Help with a Helpline

A few weeks ago, I was poking around on the MTA website and I noticed that in addition to the online trip planner, there’s an 800 number to call if you need help while you’re out and about. I programmed it into my cell phone, figuring it would come in handy. Later in the week, I was sitting on a bench, waiting what seemed like ages for the bus to come, and I decided to call to double check the schedule. Instead of an operator, I got a computerized voice: “The number you have dialed cannot be reached from your calling area.”

At first I figured that’s just what I get for keeping my NYC phone number, but then I realized if they’re blocking out of town numbers from calling the helpline, they’re also blocking most tourists from getting transportation advice on their cell phones. So I decided to complain.

When I first wrote in asking the MTA about their policy, they responded that the helpline is only available within their service area. So I wrote back, and pointed out the whole not-helping-tourists angle. And what do you know, it worked! Their reply:

When calling from Los Angeles, Orange, San Bernardino and Ventura Counties, you may reach the Telephone Information Center at 1-800-COMMUTE. When calling from other areas and other area codes, you may reach the Center at 213-626-4455.

I just tested it out, and sure enough, this number works on my cell phone. Woohoo! The helpline hours are pretty limited (Monday-Friday 6:30am-7pm, Saturday & Sunday 8am – 4:30pm), but I usually avoid public transportation at night anyway for safety reasons. The MTA doesn’t promote the alternate helpline # on their website (at least, not that I saw), so if you have a non-LA area code and you ride the Metro, you might want to write it down.

3 Replies to “Help with a Helpline”

  1. This is classic. I was just in New York and ran into the same problem with an information hotline for the transit system. Maybe I should write to the NYC Transit Authority…

  2. Go for it! It seems like public transportation groups usually pride themselves on being tourist friendly, so it’s fun to point out when they’re doing the opposite.
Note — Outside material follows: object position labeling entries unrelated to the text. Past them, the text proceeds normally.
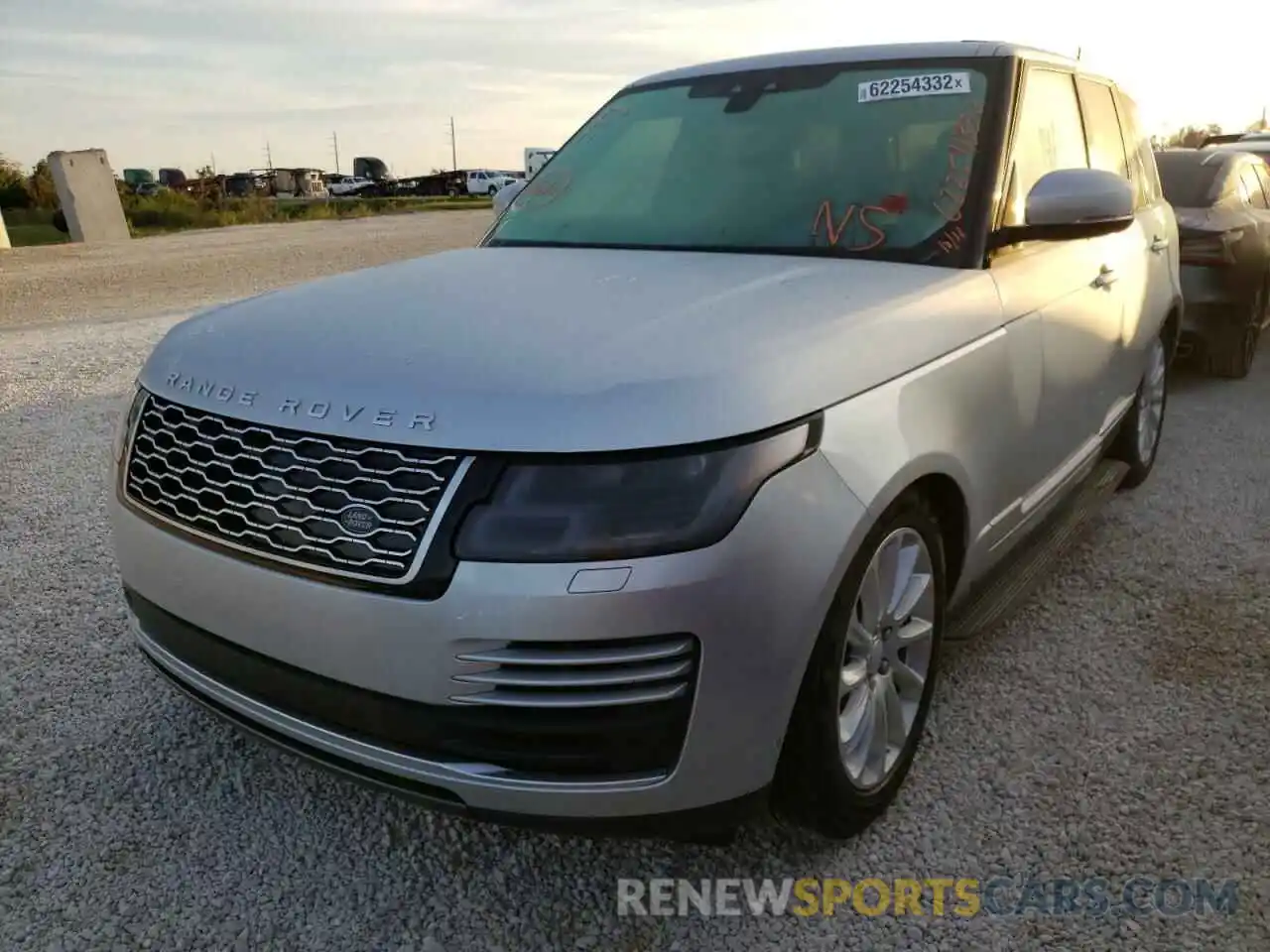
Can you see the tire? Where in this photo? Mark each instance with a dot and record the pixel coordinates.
(1233, 348)
(813, 785)
(1130, 445)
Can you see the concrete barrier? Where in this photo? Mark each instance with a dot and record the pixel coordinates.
(89, 197)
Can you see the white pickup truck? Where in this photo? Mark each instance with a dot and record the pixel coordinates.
(348, 185)
(486, 182)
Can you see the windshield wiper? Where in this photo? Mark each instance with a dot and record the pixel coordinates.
(744, 89)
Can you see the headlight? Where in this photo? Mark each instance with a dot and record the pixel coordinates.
(629, 509)
(127, 417)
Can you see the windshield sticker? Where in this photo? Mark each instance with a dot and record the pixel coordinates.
(931, 84)
(833, 231)
(544, 189)
(613, 111)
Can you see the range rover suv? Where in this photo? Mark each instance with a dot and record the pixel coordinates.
(652, 509)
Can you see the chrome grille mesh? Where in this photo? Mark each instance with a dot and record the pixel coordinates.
(281, 493)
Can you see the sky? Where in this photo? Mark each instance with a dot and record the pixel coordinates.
(235, 82)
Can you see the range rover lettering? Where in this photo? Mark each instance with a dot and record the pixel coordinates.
(656, 508)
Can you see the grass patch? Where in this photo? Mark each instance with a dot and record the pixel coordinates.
(168, 212)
  3. The MTA hotline is great! I fondly remember using it in my pre-car (and pre-web) days. You just give your starting point and your destination, and it gives you all the right buses to take, including times, fares, etc. A friend of mine, years ago, claimed to have gotten a route from L.A. to S.F. using only local bus lines! It supposedly took like 2-3 days and included some overnight bus-bench layovers, but it only cost $16! I’ve never confirmed this, but it always did make a good story.